Now, I am going to talk about political leadership. I want to talk
about all of us at the table. I lived through a very serious crisis
when Ronald Reagan was President, and Ronald Reagan, Tip O'Neill, and
Howard Baker provided the political leadership. It was tough. It was
scary.
In 1982, we were scared that we could not meet our obligations, that
our Social Security checks would go out. The trust fund was running on
fumes. America faced the fact that we would go into default with our
senior citizens. President Reagan provided leadership. I did not agree
with everything President Reagan wanted to offer. But he said: We have
to put America first. He called up his friend Tip O'Neill. Tip O'Neill
brought Democrats to the table. Bob Byrd was our party's leader in the
Senate. Those two men stood together as Americans, not as Democrats. We
turned to Bob Dole, chairing the Finance Committee, and Howard Baker.
They came to the table, not as Republicans but as Americans. That is
what we need now. We have to come to the table as Americans.
I love being a Democrat. My family were Democrats. We are going to be
Democrats forever. But what I love more is being an American. I got
into politics as a protester. In other countries they would have thrown
me in prison. Here they put me into politics to stand up for the
people. I would not have been able to go to college; I would not have
been able to pursue the American dream.
I love America and I want America to have a great future ahead of it.
We have to stop acting as if we are the Red Party and the Blue Party.
We have to start behaving as if we are the Red, White, and Blue Party.
Now, I have heard about these pledges to Grover Norquist. But I take
one pledge. I take a pledge to the flag of the United States of
America. One Nation, under God, indivisible, with liberty and justice--
justice--for all. That is what we need to do.

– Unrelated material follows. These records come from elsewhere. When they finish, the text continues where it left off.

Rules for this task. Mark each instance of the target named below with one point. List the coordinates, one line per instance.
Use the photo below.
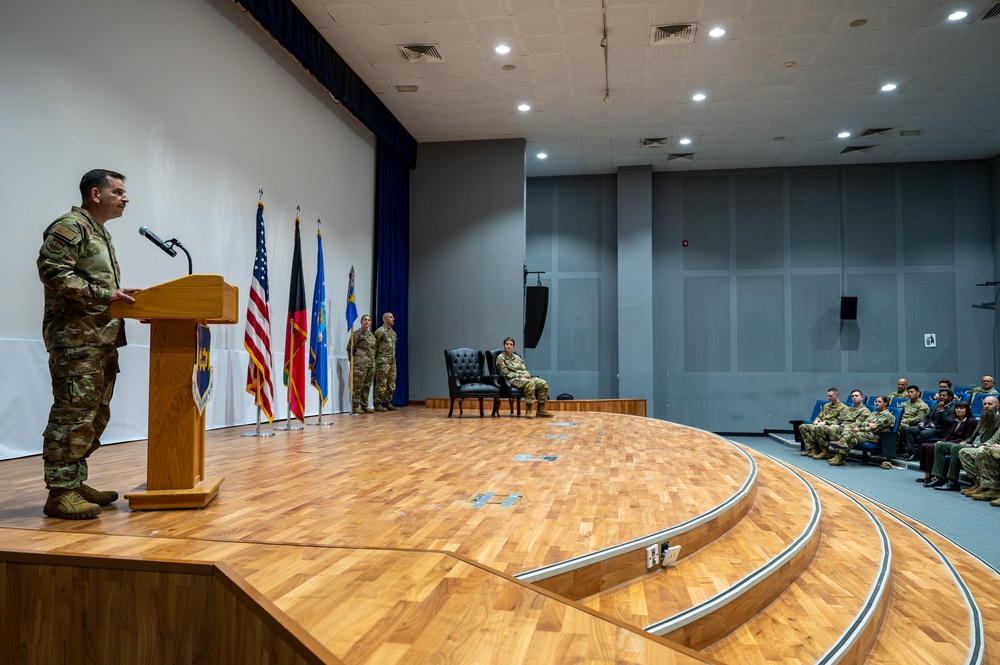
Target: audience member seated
(988, 388)
(932, 427)
(828, 416)
(914, 411)
(902, 389)
(880, 421)
(961, 429)
(983, 464)
(819, 437)
(942, 384)
(512, 368)
(946, 478)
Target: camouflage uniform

I take an oath on the Constitution to protect and defend the people
and the law that governs it. Let's get real and let's realize whom our
first pledge is to.
So I say to my colleagues on both sides of the aisle: Go back to your
Republican history books. Read what Ronald Reagan did in 1982. Read
what Republican leadership did in 1986. I will do the same for
Democrats. When Tip O'Neill brought us to the table, I had to make
tough votes. We drank strong medicine. But you know what. At the end of
the day we made our obligations. Seniors got their checks, we got the
Social Security trust fund out of that crisis, and we became a stronger
economy and a better America. We can do it. But let's realize to whom
we take our pledge. Mine will always be not to the Democratic Party but
to the United States of America. So let's be at the table and put all
things on the table.
I suggest the absence of a quorum.
The PRESIDING OFFICER. The clerk will call the roll.
The bill clerk proceeded to call the roll.
Mr. ISAKSON. Mr. President, I ask unanimous consent that the order
for the quorum call be rescinded.
The PRESIDING OFFICER. Without objection, it is so ordered.